Vitamin K helps to make four out of the 13 proteins that are required in the process of blood clotting. The role that vitamin K plays in the clotting cascade is so critical that people who take anticoagulants (for example, warfarin) must also take care to ensure that their vitamin K intake remains sufficient and stable.
Vitamin K is found in many different foods including leafy green vegetables (collard greens, kale, broccoli, parsley and Brussels sprouts). It is also present in commonly used cooking oils. Some multivitamins also contain vitamin K (but not all).
Scientific research has shown that vitamin K has a role to play in building bones. Low levels of vitamin K have been linked to decreased bone density. Supplementation with vitamin K has proven to have a positive effect on bone health as assessed by biochemical measures. Research carried out by the Nurses’ Health Study stated that women who ingest 110 micrograms of vitamin K per day at least, are 30 per cent less likely to fracture a hip than those whose intake is less than that. The study also showed that among the subject nurses, eating a serving of leafy green vegetable a day (such as lettuce or kale) reduced the risk of breaking a hip by half when compared with eating only one serving a week. Research carried out by the Framingham Heart Study similarly shows a correlation between a lower risk of hip fracture and high vitamin K intake in women and men.
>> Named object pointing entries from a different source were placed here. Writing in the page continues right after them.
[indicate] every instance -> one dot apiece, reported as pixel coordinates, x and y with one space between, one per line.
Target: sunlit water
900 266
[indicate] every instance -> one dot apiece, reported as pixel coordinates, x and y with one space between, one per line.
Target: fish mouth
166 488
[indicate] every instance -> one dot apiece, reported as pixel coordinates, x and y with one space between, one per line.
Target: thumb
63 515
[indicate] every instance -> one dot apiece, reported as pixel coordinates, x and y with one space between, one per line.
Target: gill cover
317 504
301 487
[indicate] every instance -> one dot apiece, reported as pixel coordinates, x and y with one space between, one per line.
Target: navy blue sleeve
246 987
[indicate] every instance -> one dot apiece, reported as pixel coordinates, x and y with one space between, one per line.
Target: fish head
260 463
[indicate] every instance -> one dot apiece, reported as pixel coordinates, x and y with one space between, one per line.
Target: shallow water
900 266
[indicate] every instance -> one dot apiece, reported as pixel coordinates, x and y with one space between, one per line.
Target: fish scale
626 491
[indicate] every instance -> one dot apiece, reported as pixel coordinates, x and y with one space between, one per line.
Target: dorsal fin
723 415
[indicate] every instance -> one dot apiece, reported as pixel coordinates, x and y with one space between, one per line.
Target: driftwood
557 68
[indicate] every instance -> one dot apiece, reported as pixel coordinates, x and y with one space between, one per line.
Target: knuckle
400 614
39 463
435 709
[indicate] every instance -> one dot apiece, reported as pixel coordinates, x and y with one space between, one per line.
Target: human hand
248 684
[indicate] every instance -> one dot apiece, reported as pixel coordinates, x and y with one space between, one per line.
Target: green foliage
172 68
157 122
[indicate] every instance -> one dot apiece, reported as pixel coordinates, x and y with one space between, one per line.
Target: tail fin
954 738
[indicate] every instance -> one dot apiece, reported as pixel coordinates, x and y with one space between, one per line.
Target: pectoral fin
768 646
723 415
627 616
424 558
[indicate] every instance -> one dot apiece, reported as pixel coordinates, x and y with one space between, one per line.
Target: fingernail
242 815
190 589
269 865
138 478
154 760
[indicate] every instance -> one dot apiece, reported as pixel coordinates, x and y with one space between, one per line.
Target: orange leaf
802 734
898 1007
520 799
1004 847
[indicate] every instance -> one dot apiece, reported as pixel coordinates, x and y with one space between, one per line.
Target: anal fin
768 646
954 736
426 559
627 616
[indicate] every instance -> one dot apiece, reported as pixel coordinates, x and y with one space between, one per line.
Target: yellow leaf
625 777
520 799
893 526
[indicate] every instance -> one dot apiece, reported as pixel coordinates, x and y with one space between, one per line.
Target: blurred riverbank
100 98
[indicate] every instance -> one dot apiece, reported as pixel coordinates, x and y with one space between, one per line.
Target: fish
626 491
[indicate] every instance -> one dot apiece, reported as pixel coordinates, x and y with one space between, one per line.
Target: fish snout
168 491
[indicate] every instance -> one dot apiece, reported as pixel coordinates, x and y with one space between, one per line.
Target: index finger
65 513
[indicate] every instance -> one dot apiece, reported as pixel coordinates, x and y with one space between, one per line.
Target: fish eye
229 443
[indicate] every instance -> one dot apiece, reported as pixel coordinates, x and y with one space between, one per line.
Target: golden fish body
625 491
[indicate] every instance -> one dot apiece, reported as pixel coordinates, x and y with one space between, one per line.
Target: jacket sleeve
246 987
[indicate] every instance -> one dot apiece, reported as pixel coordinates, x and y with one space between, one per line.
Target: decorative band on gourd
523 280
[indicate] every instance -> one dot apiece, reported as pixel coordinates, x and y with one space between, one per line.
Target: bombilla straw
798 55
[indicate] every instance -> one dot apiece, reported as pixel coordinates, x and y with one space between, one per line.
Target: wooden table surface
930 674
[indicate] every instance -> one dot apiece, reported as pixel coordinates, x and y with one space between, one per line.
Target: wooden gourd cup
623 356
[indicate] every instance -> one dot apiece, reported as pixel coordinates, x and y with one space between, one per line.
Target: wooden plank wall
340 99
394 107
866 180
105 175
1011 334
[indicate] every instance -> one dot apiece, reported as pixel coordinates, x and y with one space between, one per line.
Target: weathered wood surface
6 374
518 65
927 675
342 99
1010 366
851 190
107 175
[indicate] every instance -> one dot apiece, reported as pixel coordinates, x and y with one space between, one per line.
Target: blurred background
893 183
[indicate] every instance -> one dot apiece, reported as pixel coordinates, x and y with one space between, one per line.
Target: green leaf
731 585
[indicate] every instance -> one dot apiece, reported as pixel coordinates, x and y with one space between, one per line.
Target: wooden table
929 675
The study also noted enhanced bone mineral density in women who had a high vitamin K intake.
There may be a reduced risk of vitamin K deficiency in individuals who eat leafy green vegetables on a regular basis. However, research suggests that only a quarter of Americans meets the requirement for vitamin K intake from food. Vitamin K supplementation is therefore worth considering to ensure that the body receives the recommended daily dose.
The information supplied in this article is not to be considered as medical advice and is for educational purposes only.